The My Boss Skips Me cast should help you understand how to change your behavior to manage within the situation you describe.

 

--Michael

naraa's picture

 The podcast my boss skips me will definetely help out.  Perhaps another advice is for you to observe more an perhaps say less.   Your one-on-ones cannot act against you.  You can decide what you say and what you do not say on your one on ones.  Try preparing a bit more for the meeting and perhaps try making your direct a bit more accountable.

Are you also doing weekly group meetings? Perhaps some of the things you are communicating in the one-on-ones you should comunicate in the weekly team meetings (or with your boss first) and then work them in more detail with each individual person responsible for a task in the one-on-one.

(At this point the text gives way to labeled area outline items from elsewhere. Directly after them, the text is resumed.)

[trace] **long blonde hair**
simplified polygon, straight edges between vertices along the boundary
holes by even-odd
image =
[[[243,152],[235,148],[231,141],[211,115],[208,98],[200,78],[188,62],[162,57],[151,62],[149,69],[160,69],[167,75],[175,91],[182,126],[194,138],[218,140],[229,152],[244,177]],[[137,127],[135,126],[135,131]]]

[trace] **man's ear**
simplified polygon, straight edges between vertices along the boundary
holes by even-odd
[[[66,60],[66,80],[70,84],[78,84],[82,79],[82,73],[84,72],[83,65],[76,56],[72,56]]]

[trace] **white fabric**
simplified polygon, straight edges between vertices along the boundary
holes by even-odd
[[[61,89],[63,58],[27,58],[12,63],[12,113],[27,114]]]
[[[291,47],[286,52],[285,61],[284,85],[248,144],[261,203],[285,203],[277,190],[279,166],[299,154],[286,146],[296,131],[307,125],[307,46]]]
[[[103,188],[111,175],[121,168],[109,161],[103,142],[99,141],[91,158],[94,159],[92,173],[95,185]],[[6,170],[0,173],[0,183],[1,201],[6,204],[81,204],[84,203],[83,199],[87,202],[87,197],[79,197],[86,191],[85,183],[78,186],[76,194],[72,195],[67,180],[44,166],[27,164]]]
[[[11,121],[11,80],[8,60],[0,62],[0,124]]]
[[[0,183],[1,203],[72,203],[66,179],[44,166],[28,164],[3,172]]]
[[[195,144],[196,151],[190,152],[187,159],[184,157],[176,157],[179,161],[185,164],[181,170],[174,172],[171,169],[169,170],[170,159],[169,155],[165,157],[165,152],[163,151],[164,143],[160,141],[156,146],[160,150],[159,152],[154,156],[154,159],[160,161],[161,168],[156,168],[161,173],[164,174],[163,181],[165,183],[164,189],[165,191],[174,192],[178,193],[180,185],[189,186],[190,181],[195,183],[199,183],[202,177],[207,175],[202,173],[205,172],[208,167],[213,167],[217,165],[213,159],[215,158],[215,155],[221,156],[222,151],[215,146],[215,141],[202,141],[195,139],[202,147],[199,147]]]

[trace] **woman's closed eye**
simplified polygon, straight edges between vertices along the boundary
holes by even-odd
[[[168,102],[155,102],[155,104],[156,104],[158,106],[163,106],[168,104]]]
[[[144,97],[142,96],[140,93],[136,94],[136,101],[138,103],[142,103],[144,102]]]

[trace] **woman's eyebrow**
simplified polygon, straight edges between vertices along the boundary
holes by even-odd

The whole idea about being a manager is that the performance of your team is more important than your own performance.  You perform as a manager through the performance of your directs.  So if a direct comes up with an idea that is in fact yours, it shouldn´t really matter because it is still your team, it is still your idea.  Also, an idea is not really much until it is implemented.  So there is still a big jump from an idea to results.

It seems like trust is missing in the equation here, between you and your direct and between you and your boss.  See how you can built that up (the book Speed of Trust, by Stephen M. R. Covey might help, trust is character and competence - delivering) and also improve communication with your boss.  And above all you should not let your direct´s behaviour affect you and make you loose out.  Your direct is sensing he/she has power over you and is using it.  She/he reports to you for a reason, be confident.  Marketing oneself is important, but it cannot be more important than accomplishing the work.  Shift perhaps the focus a bit from the impressions left within the management to the actual work done.  Report the work done to the management  and you should be fine.  And do not compete neither with your direct neither with your boss.

jhack's picture

Yes, taking someone else's idea as one's own isn't appropriate, yet these things are rarely as simple as they seem.  You "gave" him the idea and asked him to run with it.  In my experience, if you ask everyone on a project what their contribution was, you add up to about 1200 percent.  Everyone overestimates their own contribution. 

Second, if your manager is asking for something to be done, why would you say that it is "contrary to what I want"?  Professional subordination means what you want shouldn't be your motivation.  http://www.manager-tools.com/2010/12/professional-subordination-part-1 ... Maybe your boss is turning to your direct because you won't do what your boss wants?  

Here's the not-so-crazy idea:

Is your direct a top performer?  Does he get done what your boss wants done?  Could he be groomed for promotion?  

If so, start having the discussions with your boss first, then with your direct in your one-on-ones.  Make this person an ally, outside of your group.  If you help him get promoted (remember, this is assuming the person is deserving), you will have an ally in another part of the organization, and your problem will go away.